Are you a nonprofit gearing up for your holiday gift appeal? Before you hit the send button on your e-appeal, read this first.You and every other non-profit—if you live in a city, there are thousands within a few miles of you—are all churning out the same emotional letters and uplifting emails. We suggest that these appeals are not effective and may even be counterproductive.
We’re sure your mission is worthy. And your letter a good one. But these notes may do harm than good. Here’s why:
First, messages like yours are ubiquitous during the holidays. All charities think the holiday season is the time to send appeals. Even though some people do make smaller annual gifts during the holidays, there are so many appeals to them, we believe this “gift appeal” overload offers stronger reasons for a nonprofit not to add to the din of solicitations.
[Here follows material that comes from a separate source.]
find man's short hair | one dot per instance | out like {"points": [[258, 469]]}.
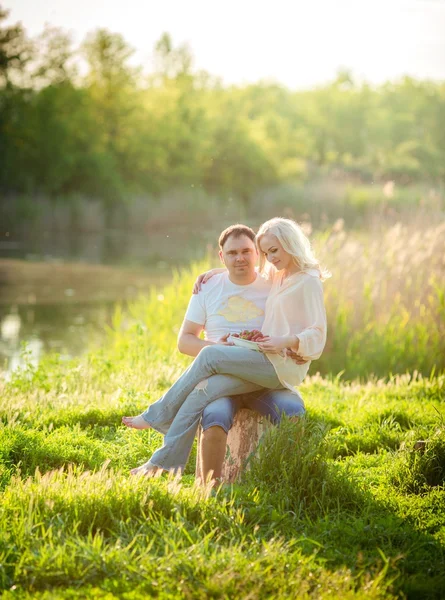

If your cause is truly important and unique, consider that you may me undermining your uniqueness if you solicit attention and support ways that are not at all unique. Emails are cheap and easy to do, but they are de facto spam, and you may be annoying more people than you inspire to give. And gift solicitations via the mail are very expensive and offer poor return on investment, with response rates of 1% being the norm. Just like auctions, mass written appeals, digital or paper-based, are not good returns on investment and often undermine brand awareness and trust.
So, if the crowd of nonprofits does a zig, we suggest you zag. Cultivate your relationships over the holidays. Show joy and gratitude. Wish people a happy holiday – in person, or with a call. Do something creative, intimate, casual, friendly, fun—something that reflects your values. Show up at the door of your biggest supporters and your board members and volunteers with the staff as carolers.
Or don’t do anything—save your communication for January, when people are out from under the extra-heavy information crush of the holidays.
The highest-performing fundraising strategies emphasize creative and unique mass-market appeals but spend much more budget and energy on face-to-face, high-touch pieces with current volunteers and current and prospective major investors.
If you want to raise the support to really accomplish your ambitious mission, investing in personal relationships with your supporters is the best use of your time. Not mail or e-appeals, unless they are truly fabulous and promote awareness and engagement, not just direct solicitations of money.